If you are familiar with Babel, you may had seen the various plugins, utilities, and core packages that are available to install. To give you a better sense of how many packages are out there, Babel has published nearly 150 packages to NPM.
Our team also publishes packages to NPM. We have a corresponding GitHub repository for each package. While we were only at 10% of Babel’s total package count, it was already difficult for us to maintain the growing number of repos.
For example, a problem that we faced was keeping our local dev environment up to date. If a package was updated, we had to pull it down and rebuild with the latest changes. Since 14 or so developers had contributed to the project, multiple packages may have been updated in a single day. As a result, we had to spend a lot of time switching repos, checking out the right branch, pulling down the code, npm installing, etc.
I investigated their GitHub repository to gain some insights on what they were doing differently and noticed this in their FAQ.
I had learned that Babel is organized as a monorepo. In this design, all ~150 packages maintained by Babel are stored in the same repository. It may sound like a monolithic design, but I would actually consider it to be a hybrid between that and a multi-repo design. To clarify some terminology before going further.
- Monolith: All of the dependent code are stored in one repository and are deployed together.
- Multi-repo: Codebase is spread across multiple repositories. Packages can be deployed independent of one another.
- Monorepo: Contains multiple packages in one repository. Packages can be deployed independent of one another.
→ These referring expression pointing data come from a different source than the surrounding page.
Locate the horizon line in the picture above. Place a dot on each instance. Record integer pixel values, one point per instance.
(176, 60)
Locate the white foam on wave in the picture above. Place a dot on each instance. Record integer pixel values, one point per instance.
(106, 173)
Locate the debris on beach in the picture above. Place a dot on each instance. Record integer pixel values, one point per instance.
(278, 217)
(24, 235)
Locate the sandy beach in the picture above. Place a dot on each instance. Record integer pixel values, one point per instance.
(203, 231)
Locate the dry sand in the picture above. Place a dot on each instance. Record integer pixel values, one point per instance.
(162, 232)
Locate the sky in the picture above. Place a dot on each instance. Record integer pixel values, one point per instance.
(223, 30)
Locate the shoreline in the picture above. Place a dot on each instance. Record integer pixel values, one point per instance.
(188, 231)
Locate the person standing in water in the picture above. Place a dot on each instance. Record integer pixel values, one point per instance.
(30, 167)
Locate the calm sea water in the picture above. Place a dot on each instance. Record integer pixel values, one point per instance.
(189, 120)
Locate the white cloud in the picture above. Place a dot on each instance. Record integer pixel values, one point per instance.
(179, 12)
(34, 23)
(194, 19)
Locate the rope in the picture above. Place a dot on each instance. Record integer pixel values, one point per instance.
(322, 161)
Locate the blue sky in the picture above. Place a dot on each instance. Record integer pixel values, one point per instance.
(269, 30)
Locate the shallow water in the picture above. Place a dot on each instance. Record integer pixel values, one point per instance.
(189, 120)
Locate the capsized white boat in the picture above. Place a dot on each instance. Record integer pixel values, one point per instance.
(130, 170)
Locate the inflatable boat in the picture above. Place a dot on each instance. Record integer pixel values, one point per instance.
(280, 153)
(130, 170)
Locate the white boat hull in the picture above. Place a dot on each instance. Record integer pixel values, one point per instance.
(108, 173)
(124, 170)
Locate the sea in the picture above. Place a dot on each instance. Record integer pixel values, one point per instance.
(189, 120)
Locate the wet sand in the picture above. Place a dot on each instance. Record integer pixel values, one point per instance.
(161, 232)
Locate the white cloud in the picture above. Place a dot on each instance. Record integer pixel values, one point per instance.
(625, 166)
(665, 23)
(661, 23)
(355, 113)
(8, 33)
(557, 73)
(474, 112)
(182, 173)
Our team initially started off with a multi-repo design. Another issue that we ran into with this pattern was that if we wanted to automate our deploys, we had to create a 1:1 relationship between our repositories and our Jenkin jobs. Not only did we have to maintain the growing number of repos, we now had to maintain the growing number of jobs and deploy keys as well.
We can use Lerna to help with some of the troubles listed above. To start with, we only had to create a single GitHub repository and a single Jenkins job, which removes a ton of setup overhead. Since all of the packages are now under one git tree, we are one
git pull away from keeping all of the packages up to date.
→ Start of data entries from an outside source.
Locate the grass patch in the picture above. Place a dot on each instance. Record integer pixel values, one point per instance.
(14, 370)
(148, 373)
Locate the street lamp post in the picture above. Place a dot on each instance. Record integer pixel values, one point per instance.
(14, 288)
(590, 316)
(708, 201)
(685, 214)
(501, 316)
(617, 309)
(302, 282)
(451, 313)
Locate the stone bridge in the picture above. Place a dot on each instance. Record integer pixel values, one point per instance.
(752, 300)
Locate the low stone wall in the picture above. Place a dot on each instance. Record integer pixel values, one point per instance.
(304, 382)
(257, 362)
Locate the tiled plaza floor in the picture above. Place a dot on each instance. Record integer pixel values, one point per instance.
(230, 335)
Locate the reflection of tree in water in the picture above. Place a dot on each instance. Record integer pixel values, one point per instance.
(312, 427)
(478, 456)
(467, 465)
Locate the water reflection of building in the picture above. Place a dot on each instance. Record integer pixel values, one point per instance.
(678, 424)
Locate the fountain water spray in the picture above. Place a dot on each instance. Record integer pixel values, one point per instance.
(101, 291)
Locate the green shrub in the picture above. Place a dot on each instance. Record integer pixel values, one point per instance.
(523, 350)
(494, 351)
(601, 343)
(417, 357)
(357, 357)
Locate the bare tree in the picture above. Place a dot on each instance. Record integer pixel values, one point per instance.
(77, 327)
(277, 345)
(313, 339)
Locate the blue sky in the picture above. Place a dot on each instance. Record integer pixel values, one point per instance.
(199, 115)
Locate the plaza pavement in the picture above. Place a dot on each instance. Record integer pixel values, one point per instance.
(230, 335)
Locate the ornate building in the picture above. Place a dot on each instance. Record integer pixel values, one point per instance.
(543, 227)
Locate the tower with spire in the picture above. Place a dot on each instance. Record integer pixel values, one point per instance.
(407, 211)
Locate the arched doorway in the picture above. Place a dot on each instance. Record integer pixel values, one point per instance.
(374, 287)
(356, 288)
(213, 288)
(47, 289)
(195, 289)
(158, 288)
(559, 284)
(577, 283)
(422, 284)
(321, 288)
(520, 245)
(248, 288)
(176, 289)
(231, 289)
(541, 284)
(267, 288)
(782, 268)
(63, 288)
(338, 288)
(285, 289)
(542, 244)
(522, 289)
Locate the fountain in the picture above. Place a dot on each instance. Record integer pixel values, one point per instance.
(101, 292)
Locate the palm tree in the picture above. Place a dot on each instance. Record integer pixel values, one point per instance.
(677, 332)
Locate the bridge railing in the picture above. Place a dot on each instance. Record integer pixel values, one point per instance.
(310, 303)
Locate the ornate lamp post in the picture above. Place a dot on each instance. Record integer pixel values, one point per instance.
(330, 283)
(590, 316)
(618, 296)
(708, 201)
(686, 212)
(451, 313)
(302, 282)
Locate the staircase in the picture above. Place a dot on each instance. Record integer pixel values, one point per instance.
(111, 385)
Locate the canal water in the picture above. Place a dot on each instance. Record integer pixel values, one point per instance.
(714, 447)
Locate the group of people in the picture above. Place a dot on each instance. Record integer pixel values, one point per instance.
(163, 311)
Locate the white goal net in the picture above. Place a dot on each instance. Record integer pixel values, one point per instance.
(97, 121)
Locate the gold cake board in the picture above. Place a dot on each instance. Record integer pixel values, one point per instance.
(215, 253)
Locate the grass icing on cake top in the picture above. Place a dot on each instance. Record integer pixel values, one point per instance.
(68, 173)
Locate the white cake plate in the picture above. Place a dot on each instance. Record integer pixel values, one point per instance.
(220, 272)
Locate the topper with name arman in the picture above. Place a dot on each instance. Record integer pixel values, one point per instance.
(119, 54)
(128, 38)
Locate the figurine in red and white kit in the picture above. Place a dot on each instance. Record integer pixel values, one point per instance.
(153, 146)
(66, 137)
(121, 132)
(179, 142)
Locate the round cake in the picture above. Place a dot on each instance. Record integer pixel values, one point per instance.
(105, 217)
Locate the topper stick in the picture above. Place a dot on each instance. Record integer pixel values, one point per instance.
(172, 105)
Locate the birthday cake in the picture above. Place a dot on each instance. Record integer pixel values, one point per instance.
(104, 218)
We technically haven’t used Lerna yet; those are just inherent advantages of having a single GitHub repo. The part that we need Lerna for is to be able to manage the packages within that single repo. Specifically, going back to the idea of only deploying the packages that have changed.
Lerna provides a way to perform scripts on either all or just a subset of the packages. It comes with scripts such as
lerna bootstrap or lerna version, which handles the install and publishing of packages respectively.
Custom scripts can be achieved by using either the
lerna run <script> command, which runs the associated npm script for each package that contains that script, or the
lerna exec <script> command, which runs the provided script for each package.
All of these scripts can be further enhanced by passing in additional flags. Since some of the scripts run on all of the packages by default, we can use the custom flags
--include-merged-tags together to target only the packages that have changed. Additional scripts and flags can be found in their official documentation.
Putting it all together
These are the scripts that are executed by our Jenkins job.
- npm install
- lerna bootstrap --since --include-merged-tags
- lerna run lint --since --include-merged-tags
- lerna run test --since --include-merged-tags
- git reset --hard
- lerna publish patch --include-merged-tags --yes
- lerna exec --since --include-merged-tags -- node ‘../../saveConfig.js’
First, we install Lerna and other root level dependencies via
npm install. Then, we install the dependencies only for the packages that have changed. We validate that it passes both our lint and test checks. We also make sure the working directory is clean before publishing. Once the packages are published, we execute the custom script
saveConfig located at the project root. The custom script saves our package metadata to our database.
The first time I migrated a project to use Lerna, I moved the packages to the new repo by copy pasting everything over. Turns out, there was a script,
lerna import, that does just that and more. There is a learning curve in setting up and using the scripts for the first time. Lerna will do a lot of the heavy lifting for you, it is just a matter of learning what is available.
With Lerna, more than one package may be published from a single build script. This might make recovering from failed builds tricky depending on what step failed. Didn’t pass lint and test step? No problem, fix those and try again. Some packages suceeded but some failed while publishing to NPM? A little bit trickier.
lerna publish will attempt to push tags to GitHub and publish to NPM. If connectivity issues occur, it may lead to the situation described above. To recover from this, you can use the command
lerna publish from-package to republish only the failed packages.
Switching over to a Lerna monorepo has saved our team countless time and effort. We extended the use to also manage and deploy our lambda functions. There are various other neat things you can do with it that is not covered in this article.
A monorepo design is problably not the best design for most projects. I would suggest switching over to a monorepo design if there are multiple packages and managing them all becomes too difficult. Existing projects could always be migrated to a monorepo at any time; Lerna provides a simple way of creating the repo and migrating existing packages via the
lerna init and
lerna import commands.
Here is what Babel thinks of it:
Popular projects that are using Lerna include React, Angular, Jest, and many others.
For a more in-depth explaination on the actual structure and the various lerna commands, their documentation is a great resource.
tl;dr By using Lerna, we get the advantages of a single repo, while still having the capabilities of deploying and publishing only the packages that have changed.